In criminalibus, probationes bedent esse luce clariores (dalam perkara pidana, bukti harus lebih terang dari pada cahaya)
In criminalibus, probationes bedent esse luce clariores, artinya dalam perkara pidana, bukti harus lebih terang dari pada cahaya.
Ada postulat yang harus dipegang, in criminalibus probantiones bedent esse luce clariores, yang artinya bahwa dalam perkara pidana, bukti-bukti itu harus lebih terang daripada cahaya.
Dan Hukum tidak dapat ditegakkan dengan cara melawan hukum.
In criminalibus probationes bedent esse luce clariores adalah asas hukum yang menyatakan bahwa bukti dalam perkara pidana harus lebih terang dari cahaya. Asas ini juga berarti bahwa bukti tersebut harus jelas dan tidak menimbulkan keraguan.
Asas ini merupakan salah satu prinsip hukum yang terkenal dalam hukum acara pidana.
__________
Asas In Criminalibus, Probationes Bedent Esse Luce Clariores
Oleh : LAW FIRM “SURJO & PARTNERS”
![]() |
Asas In criminalibus, probationes bedent esse luce clariores |
Asas In Criminalibus, Probationes Bedent Esse Luce Clariores dalam perkara pidana, bukti harus lebih terang dari cahaya/seterang cahaya. Artinya bukti yang diberikan atau diperlihatkan dalam persidangan harus jelas. Dengan kian pentingnya, asas ini memberi penekanan bahwa bukti itu harus lebih terang dari cahaya.
Asas ini menunjukkan bahwa bukti merupakan hal yang fundamental harus ada, Karena tanpa bukti suatu kejahatan itu tidak akan bisa diselesaikan. Untuk alat bukti sendiri minimal harus ada dua alat bukti. Jika hanya satu maka perbuatan seseorang tersebut tidak bisa diperkarakan.

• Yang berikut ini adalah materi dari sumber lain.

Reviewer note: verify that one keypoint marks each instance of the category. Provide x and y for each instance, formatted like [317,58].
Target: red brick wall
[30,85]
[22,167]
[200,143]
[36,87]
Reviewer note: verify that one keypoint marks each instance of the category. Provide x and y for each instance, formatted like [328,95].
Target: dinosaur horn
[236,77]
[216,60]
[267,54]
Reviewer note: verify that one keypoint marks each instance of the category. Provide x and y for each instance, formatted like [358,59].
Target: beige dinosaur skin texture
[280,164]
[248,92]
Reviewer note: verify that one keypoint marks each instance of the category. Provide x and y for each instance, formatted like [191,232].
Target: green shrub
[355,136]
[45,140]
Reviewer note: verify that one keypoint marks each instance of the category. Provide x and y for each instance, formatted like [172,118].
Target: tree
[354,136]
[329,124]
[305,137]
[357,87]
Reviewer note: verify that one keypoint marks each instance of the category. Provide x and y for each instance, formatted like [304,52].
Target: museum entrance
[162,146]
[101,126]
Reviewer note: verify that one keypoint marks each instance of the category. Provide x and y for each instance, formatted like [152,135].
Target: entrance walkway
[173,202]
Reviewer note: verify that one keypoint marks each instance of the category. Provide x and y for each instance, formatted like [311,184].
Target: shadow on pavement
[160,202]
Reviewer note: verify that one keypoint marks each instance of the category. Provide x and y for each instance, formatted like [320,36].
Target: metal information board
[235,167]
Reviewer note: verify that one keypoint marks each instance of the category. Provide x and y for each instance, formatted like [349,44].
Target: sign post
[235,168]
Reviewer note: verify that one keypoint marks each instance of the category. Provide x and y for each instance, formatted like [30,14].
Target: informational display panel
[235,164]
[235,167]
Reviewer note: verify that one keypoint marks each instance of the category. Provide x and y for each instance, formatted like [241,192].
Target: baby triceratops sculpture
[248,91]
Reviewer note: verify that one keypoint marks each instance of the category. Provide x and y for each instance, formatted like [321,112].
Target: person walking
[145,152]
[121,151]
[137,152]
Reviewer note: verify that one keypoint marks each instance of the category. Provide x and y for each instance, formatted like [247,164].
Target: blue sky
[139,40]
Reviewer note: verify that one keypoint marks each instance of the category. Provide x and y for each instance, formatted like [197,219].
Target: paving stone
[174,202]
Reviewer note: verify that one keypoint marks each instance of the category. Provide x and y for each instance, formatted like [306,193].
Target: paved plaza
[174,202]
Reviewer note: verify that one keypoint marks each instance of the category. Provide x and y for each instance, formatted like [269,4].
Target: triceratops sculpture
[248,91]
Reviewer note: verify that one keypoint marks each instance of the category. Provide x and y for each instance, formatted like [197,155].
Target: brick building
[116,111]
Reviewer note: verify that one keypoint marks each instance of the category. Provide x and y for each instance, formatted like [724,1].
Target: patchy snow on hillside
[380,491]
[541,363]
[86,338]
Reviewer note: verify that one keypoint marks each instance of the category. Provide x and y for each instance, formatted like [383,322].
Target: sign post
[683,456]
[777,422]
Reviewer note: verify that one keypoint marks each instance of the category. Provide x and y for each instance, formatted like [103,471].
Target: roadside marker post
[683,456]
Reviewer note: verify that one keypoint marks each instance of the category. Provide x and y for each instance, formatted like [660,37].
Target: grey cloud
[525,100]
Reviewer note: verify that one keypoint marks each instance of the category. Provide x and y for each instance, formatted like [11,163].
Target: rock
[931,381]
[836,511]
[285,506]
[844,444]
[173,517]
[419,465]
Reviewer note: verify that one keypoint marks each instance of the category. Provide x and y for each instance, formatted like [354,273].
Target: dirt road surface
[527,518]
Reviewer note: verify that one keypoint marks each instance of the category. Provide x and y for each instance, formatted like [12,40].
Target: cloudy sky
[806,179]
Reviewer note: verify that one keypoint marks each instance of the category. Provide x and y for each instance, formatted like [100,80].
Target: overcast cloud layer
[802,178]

Untuk memahmi pengertian “cukup bukti” sebaiknya penyidik memperhatikan dan berpedoman pada ketentuan Pasal 183 KUHAP yang menegaskan prinsip “batas minimum pembuktian” (sekurang-kurangnya ada dua alat bukti), dihubungkan dengan Pasal 184 inilah penyidik berpijak menentukan apakah alat bukti yang ada di tangan benar-benar cukup untuk membuktikan kesalahan tersangka di muka persidangan.
Kalau alat bukti tidak cukup dan memadai, lebih baik menghentikan penyidikan. Namun, bila di belakang hari penyidik dapat mengumpulkan bukti yang lengkap dan memadai, dapat lagi kembali memulai penyidikan terhadap tersangka yang telah pernah dihentikan pemeriksaan penyidikannya.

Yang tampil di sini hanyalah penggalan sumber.